Actuellement, le vaccin contre les papillomavirus humains (HPV) est recommandé en France pour toutes les filles entre 11 et 14 ans, mais pas pour les garçons. Il l’est cependant pour les hommes de moins de 26 ans ayant des relations sexuelles avec d’autres hommes.

Les HPV peuvent être à l’origine du cancer du col de l’utérus, raison pour laquelle il est recommandé pour les filles. Pour les garçons, il peut être à l’origine du cancer de l’anus et de cancers ORL. Agnès Buzyn estime que cette vaccination est donc « bénéfique pour les filles mais aussi pour les garçons ».

En 2016, une étude américaine avait montré que les hommes étaient deux fois plus touchés que les femmes par le cancer de la gorge et de la bouche lié à une infection par un papillomavirus à la suite de rapports sexuels bucco-génitaux.

En Australie, où la vaccination anti-HPV est recommandée pour les garçons, « il y a eu une baisse drastique de la circulation » de ces virus, selon Mme Buzyn.

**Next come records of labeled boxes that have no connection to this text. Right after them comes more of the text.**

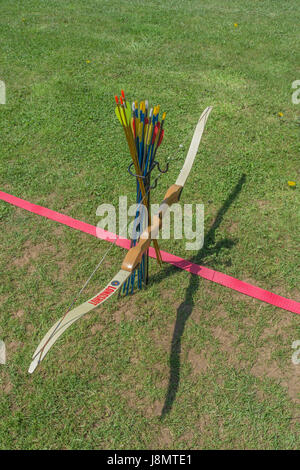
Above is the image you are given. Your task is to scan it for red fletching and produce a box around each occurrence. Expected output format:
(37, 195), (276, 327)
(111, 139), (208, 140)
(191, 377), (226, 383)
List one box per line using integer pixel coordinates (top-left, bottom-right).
(152, 124), (158, 145)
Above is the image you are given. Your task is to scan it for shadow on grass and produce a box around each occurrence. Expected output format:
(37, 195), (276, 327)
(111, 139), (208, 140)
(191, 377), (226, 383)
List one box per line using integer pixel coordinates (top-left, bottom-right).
(152, 174), (246, 419)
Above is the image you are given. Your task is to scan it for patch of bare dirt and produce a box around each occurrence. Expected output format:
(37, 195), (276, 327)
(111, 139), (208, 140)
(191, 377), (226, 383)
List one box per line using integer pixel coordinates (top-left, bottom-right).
(13, 241), (56, 268)
(188, 349), (208, 374)
(212, 326), (245, 368)
(113, 297), (136, 323)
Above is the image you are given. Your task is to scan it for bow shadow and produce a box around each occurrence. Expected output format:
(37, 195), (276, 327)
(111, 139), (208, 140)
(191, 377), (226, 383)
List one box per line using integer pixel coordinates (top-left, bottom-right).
(150, 174), (246, 419)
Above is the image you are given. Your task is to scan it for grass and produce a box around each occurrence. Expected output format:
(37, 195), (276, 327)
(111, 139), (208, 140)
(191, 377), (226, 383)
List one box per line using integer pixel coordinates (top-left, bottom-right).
(0, 0), (300, 450)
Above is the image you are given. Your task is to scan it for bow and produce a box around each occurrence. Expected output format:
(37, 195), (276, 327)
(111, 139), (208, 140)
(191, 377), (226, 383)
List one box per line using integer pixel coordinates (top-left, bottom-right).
(28, 107), (212, 374)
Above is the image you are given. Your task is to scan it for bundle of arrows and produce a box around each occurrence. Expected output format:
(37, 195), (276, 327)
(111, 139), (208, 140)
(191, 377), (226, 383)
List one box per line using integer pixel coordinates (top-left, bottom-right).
(28, 103), (212, 373)
(115, 90), (166, 295)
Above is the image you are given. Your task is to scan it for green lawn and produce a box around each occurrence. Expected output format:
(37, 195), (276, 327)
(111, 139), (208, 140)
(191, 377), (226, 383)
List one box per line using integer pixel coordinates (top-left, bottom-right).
(0, 0), (300, 449)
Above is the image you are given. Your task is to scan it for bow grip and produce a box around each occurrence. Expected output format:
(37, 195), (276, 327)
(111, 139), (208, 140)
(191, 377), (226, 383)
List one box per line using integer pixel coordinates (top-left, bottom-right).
(121, 184), (182, 272)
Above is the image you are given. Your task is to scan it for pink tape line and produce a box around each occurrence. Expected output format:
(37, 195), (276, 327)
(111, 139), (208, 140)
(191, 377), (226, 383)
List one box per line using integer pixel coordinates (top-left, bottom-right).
(0, 191), (300, 314)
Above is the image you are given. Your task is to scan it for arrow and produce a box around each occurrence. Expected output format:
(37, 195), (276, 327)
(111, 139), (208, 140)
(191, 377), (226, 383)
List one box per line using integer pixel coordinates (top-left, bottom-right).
(28, 107), (212, 374)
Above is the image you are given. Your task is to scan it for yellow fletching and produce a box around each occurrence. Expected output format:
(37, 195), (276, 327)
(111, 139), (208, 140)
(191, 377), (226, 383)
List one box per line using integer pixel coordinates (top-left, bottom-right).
(115, 103), (131, 126)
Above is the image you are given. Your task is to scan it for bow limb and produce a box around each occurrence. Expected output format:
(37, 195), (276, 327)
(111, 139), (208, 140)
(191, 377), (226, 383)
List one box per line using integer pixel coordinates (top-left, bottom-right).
(28, 269), (131, 374)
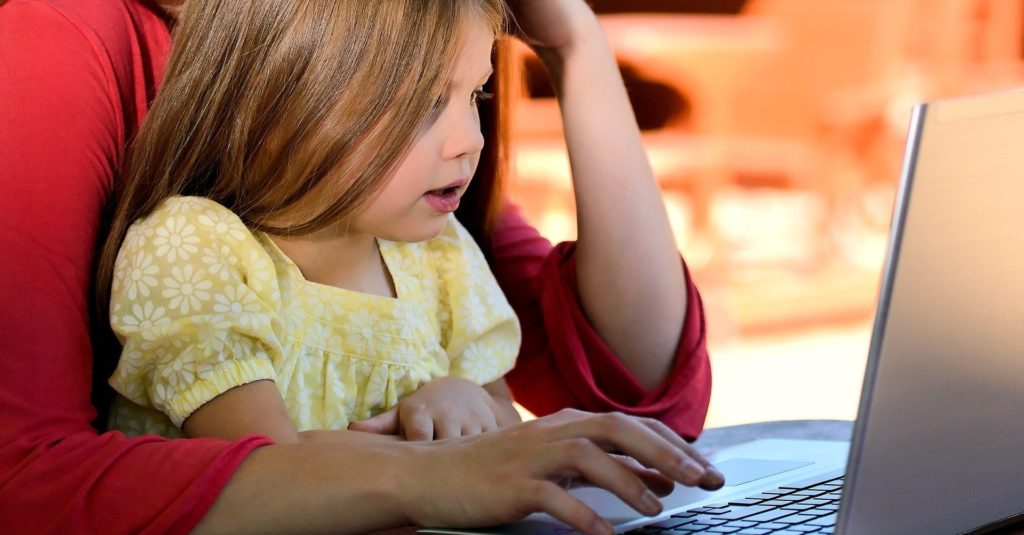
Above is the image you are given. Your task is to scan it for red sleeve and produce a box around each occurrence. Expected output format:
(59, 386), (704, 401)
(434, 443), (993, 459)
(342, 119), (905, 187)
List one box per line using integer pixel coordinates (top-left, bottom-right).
(492, 199), (711, 439)
(0, 0), (267, 533)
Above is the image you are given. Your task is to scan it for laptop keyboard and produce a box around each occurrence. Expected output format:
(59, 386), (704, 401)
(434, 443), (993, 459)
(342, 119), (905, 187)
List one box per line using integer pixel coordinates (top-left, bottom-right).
(628, 476), (843, 535)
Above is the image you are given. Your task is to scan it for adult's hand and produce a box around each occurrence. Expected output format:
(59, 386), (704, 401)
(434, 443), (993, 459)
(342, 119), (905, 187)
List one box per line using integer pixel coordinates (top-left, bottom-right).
(399, 410), (724, 534)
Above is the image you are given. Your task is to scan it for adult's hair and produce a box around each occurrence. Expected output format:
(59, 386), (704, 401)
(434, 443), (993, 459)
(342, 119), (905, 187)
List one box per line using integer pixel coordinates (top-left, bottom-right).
(95, 0), (507, 424)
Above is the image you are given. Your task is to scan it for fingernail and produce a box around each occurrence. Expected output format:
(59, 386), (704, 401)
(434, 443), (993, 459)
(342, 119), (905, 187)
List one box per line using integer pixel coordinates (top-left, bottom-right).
(681, 459), (705, 481)
(641, 490), (662, 517)
(594, 519), (615, 535)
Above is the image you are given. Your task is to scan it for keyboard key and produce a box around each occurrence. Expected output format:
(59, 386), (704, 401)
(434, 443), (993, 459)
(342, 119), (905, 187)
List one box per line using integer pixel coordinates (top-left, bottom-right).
(808, 512), (836, 527)
(686, 518), (727, 527)
(746, 509), (794, 522)
(715, 505), (772, 520)
(647, 518), (692, 530)
(775, 515), (817, 524)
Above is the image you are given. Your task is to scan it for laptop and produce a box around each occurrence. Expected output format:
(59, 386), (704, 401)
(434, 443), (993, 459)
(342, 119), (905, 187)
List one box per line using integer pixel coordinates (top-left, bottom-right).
(422, 91), (1024, 535)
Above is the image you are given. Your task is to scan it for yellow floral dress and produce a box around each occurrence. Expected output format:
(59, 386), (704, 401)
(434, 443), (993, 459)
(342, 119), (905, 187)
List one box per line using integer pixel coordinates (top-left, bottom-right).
(110, 197), (520, 437)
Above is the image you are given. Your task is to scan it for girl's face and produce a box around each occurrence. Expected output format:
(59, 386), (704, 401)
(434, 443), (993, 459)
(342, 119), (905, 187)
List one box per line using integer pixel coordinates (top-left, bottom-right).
(348, 20), (495, 242)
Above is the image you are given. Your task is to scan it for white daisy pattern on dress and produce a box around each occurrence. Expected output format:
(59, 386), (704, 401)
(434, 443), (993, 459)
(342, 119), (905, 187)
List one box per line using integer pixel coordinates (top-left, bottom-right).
(110, 197), (519, 437)
(160, 263), (213, 315)
(153, 213), (200, 263)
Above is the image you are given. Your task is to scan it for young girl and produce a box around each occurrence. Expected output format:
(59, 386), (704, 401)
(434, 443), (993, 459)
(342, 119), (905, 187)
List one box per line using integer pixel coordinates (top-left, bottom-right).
(99, 0), (520, 442)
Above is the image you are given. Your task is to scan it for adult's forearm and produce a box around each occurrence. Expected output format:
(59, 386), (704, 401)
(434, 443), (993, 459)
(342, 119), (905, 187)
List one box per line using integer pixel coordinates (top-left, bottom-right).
(541, 18), (687, 388)
(195, 441), (409, 534)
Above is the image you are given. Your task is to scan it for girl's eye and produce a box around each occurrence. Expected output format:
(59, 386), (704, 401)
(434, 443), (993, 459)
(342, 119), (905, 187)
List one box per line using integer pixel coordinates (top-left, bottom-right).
(469, 89), (495, 106)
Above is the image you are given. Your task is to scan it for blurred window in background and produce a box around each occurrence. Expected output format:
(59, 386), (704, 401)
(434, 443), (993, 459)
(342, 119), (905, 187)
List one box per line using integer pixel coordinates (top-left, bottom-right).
(510, 0), (1024, 426)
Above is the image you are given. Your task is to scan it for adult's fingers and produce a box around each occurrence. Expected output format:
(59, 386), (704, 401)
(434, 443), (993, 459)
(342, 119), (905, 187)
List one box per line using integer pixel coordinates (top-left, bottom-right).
(553, 411), (706, 486)
(640, 418), (725, 490)
(399, 406), (434, 441)
(611, 455), (676, 496)
(549, 439), (662, 516)
(527, 482), (614, 535)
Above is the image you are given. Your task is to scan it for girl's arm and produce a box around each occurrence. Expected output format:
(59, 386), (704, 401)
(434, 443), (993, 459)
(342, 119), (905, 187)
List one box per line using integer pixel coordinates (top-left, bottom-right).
(514, 0), (687, 389)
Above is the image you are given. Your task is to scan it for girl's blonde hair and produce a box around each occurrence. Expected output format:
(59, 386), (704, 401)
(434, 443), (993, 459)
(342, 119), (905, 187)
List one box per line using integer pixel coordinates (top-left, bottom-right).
(96, 0), (506, 313)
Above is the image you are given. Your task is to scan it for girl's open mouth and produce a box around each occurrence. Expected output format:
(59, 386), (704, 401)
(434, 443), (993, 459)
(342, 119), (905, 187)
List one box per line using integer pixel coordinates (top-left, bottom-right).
(423, 186), (461, 213)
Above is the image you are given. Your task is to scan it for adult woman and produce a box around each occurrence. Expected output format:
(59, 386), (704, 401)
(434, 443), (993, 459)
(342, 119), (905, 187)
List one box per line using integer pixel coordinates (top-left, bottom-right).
(0, 0), (719, 532)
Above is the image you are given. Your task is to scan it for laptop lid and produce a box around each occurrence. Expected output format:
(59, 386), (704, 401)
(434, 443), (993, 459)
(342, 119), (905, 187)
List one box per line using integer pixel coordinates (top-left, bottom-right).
(837, 91), (1024, 535)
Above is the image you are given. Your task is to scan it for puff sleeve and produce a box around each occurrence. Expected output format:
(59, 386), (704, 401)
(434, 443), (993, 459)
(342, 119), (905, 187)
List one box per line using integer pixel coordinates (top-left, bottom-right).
(111, 198), (282, 427)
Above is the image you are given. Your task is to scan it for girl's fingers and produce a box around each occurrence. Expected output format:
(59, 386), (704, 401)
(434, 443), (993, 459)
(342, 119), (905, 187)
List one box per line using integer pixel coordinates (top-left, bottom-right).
(434, 418), (462, 441)
(399, 407), (434, 441)
(527, 482), (614, 535)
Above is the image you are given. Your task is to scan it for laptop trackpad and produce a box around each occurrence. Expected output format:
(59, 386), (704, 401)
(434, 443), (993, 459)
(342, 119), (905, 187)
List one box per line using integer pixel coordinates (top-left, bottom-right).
(715, 459), (814, 487)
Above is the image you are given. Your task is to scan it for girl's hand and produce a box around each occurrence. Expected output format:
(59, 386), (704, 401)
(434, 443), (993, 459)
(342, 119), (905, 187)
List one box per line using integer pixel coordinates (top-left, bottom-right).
(398, 410), (724, 535)
(348, 376), (515, 441)
(509, 0), (598, 51)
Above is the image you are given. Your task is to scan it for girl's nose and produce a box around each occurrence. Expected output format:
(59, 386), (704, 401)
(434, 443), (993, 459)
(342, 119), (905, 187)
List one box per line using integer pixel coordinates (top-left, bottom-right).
(443, 109), (483, 160)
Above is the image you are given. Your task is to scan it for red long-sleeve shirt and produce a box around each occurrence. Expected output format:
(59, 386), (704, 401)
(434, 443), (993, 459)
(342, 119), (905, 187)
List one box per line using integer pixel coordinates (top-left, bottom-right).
(0, 0), (711, 533)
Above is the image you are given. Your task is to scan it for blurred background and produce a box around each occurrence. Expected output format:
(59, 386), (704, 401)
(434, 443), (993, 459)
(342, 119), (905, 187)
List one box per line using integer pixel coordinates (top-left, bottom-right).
(510, 0), (1024, 426)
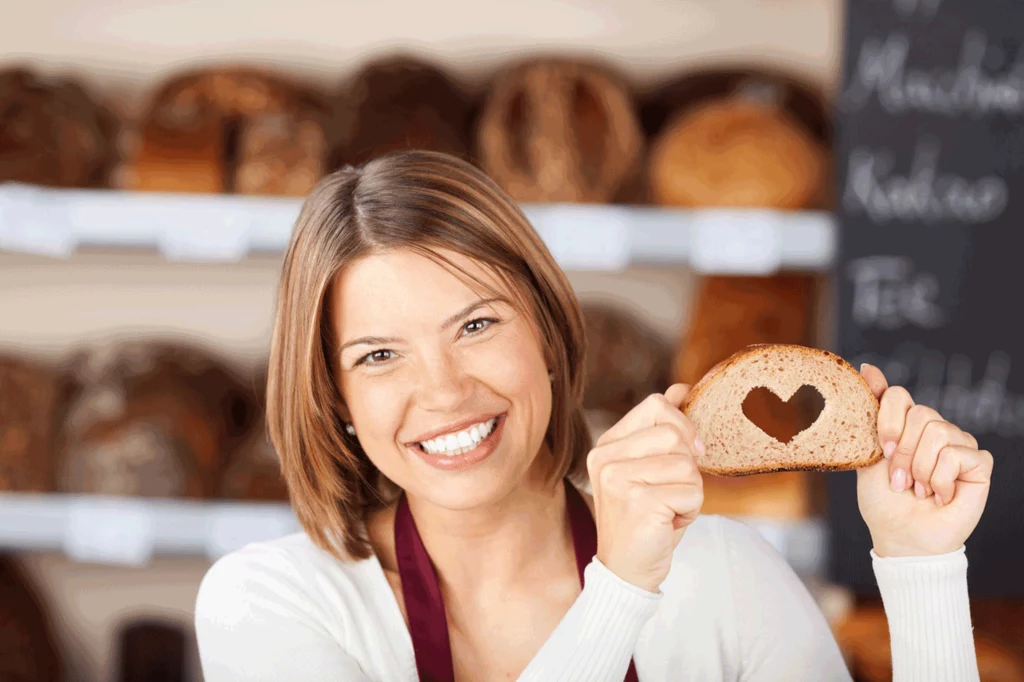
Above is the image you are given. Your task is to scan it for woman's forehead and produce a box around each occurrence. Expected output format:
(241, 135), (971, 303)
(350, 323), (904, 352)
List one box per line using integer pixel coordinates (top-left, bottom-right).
(332, 249), (515, 324)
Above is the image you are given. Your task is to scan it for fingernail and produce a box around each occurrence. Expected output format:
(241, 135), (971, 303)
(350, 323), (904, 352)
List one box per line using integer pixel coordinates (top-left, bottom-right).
(890, 469), (906, 493)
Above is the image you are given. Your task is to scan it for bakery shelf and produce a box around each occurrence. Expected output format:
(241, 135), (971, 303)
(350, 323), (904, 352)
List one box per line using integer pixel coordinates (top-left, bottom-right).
(0, 493), (299, 566)
(0, 493), (826, 574)
(0, 183), (836, 274)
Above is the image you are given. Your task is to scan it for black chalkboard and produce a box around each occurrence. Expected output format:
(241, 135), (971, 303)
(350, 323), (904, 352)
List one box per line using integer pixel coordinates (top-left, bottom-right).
(828, 0), (1024, 596)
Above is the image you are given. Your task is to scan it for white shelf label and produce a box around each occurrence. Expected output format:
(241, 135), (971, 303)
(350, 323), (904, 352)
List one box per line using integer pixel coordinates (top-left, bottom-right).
(690, 209), (784, 274)
(159, 214), (250, 262)
(63, 498), (155, 566)
(0, 183), (77, 258)
(206, 506), (298, 560)
(525, 205), (632, 270)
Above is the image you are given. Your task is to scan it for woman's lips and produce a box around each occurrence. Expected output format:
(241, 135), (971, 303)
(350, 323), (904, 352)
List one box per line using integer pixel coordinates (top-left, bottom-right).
(409, 413), (508, 471)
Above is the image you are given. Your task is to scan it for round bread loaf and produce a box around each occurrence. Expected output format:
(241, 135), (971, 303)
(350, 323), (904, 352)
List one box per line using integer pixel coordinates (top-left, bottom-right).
(683, 344), (882, 476)
(57, 341), (256, 498)
(121, 68), (329, 196)
(0, 356), (58, 493)
(117, 617), (191, 682)
(477, 59), (644, 203)
(640, 66), (833, 147)
(648, 97), (827, 209)
(0, 69), (118, 187)
(583, 303), (672, 419)
(332, 56), (476, 168)
(0, 556), (65, 682)
(217, 374), (288, 502)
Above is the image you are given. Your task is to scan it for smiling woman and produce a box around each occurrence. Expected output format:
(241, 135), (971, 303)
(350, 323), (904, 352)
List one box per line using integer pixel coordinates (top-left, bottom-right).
(196, 152), (991, 682)
(267, 148), (590, 558)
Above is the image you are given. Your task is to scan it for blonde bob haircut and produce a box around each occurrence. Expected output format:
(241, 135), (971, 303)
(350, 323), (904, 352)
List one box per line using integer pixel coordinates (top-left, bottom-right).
(266, 152), (592, 559)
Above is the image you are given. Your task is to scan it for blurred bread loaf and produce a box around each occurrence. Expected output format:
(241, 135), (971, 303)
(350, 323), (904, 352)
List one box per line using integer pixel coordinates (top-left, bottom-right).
(0, 555), (61, 682)
(0, 355), (59, 493)
(121, 68), (329, 196)
(583, 302), (672, 420)
(836, 605), (1024, 682)
(477, 59), (644, 203)
(0, 68), (119, 187)
(57, 340), (256, 498)
(332, 56), (476, 167)
(217, 372), (288, 502)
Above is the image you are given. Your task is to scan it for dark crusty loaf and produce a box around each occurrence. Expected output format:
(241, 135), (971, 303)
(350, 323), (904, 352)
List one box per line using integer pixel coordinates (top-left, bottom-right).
(332, 54), (476, 168)
(0, 355), (59, 493)
(0, 68), (120, 187)
(683, 344), (882, 476)
(56, 339), (256, 498)
(477, 58), (645, 203)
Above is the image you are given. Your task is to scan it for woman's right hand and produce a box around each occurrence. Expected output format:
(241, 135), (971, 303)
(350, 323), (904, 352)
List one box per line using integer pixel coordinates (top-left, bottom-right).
(587, 384), (703, 592)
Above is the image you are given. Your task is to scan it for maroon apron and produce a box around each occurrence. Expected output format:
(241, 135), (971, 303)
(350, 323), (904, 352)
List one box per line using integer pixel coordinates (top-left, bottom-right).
(394, 480), (638, 682)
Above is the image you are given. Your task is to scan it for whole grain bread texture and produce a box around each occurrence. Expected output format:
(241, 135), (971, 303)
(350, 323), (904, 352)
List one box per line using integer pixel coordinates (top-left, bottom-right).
(682, 344), (882, 476)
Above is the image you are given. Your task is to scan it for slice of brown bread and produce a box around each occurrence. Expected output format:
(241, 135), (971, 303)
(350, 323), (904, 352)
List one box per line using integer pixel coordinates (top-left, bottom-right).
(683, 344), (882, 476)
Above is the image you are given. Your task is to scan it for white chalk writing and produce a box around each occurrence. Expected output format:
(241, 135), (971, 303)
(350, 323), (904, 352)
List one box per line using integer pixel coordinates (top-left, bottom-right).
(893, 0), (942, 18)
(847, 256), (945, 330)
(843, 137), (1009, 224)
(855, 343), (1024, 438)
(841, 29), (1024, 119)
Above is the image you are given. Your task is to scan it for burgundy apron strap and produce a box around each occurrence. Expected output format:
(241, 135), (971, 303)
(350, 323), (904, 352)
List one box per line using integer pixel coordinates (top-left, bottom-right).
(565, 478), (639, 682)
(394, 495), (455, 682)
(394, 480), (638, 682)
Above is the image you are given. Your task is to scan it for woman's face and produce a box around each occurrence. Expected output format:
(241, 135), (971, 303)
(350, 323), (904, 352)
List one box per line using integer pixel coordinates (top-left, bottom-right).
(328, 250), (551, 509)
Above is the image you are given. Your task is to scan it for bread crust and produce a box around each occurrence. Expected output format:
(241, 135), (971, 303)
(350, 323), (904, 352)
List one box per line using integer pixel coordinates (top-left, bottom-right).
(681, 343), (883, 476)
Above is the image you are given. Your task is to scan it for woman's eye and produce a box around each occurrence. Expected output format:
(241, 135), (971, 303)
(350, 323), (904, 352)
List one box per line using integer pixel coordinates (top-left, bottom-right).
(462, 317), (498, 334)
(356, 348), (394, 365)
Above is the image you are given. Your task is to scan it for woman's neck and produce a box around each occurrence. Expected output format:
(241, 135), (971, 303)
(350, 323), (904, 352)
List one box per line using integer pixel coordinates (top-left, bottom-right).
(409, 473), (574, 592)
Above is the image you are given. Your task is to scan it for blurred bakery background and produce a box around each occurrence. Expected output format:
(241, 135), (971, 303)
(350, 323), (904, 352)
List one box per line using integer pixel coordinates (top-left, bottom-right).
(0, 0), (1024, 682)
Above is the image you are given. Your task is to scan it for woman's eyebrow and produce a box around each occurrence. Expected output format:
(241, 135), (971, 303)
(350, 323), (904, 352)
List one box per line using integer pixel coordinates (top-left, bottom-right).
(338, 336), (401, 353)
(441, 296), (505, 331)
(338, 296), (507, 353)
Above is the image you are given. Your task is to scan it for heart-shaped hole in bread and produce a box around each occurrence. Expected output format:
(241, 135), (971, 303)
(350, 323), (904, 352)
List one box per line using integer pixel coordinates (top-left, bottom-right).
(742, 384), (825, 443)
(682, 344), (882, 476)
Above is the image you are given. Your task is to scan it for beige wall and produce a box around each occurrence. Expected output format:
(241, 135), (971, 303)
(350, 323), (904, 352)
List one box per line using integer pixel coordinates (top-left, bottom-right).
(0, 0), (843, 103)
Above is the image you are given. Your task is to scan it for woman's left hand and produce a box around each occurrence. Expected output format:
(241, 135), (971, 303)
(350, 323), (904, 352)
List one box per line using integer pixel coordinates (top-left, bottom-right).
(857, 365), (992, 556)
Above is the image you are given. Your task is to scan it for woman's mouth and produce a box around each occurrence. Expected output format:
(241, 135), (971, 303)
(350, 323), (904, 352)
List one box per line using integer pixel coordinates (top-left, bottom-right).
(413, 413), (507, 471)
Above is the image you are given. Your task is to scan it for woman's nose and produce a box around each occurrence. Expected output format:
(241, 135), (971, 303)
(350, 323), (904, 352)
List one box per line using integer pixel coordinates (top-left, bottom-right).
(418, 356), (472, 412)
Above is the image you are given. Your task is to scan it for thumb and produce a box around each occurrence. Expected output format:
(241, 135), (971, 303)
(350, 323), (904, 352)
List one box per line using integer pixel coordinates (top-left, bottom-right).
(665, 384), (691, 408)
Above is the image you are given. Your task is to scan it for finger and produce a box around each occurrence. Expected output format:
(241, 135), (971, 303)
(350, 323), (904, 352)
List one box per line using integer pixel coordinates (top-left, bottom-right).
(913, 417), (974, 499)
(597, 388), (696, 445)
(601, 453), (703, 489)
(860, 363), (889, 399)
(879, 386), (913, 493)
(890, 404), (948, 498)
(587, 424), (695, 480)
(665, 384), (692, 409)
(644, 483), (703, 528)
(930, 445), (993, 507)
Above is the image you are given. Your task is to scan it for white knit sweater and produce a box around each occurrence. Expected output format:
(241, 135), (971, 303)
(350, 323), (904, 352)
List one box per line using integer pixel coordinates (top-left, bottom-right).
(196, 516), (978, 682)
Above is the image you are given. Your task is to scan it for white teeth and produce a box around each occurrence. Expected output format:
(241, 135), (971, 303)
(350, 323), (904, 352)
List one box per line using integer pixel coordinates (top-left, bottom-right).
(420, 418), (498, 457)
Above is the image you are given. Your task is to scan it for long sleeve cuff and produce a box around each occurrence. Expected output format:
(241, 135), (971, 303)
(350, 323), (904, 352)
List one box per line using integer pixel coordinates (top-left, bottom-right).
(871, 546), (979, 682)
(519, 557), (663, 682)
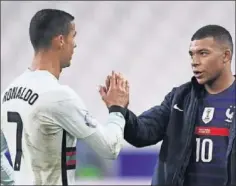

Par ailleurs, le programme national de dépistage du cancer du col de l’utérus, qui figurait dans le Plan cancer, vient d’être lancé par les autorités sanitaires. Il s’adresse « aux 17 millions de femmes âgées de 25 à 65 ans » et vise à « réduire de 30% l’incidence et la mortalité par cancer du col de l’utérus à 10 ans », selon l’Institut national du cancer (INCa).

Le but est de toucher les 40% des femmes qui ne participent pas au dépistage. Elle recevront par courrier une invitation à réaliser l’examen, avec une relance 12 mois plus tard si cela n’a pas été fait.

Le dépistage consiste à l’analyse de cellules prélevées au niveau du col de l’utérus lors d’un examen appelé frottis.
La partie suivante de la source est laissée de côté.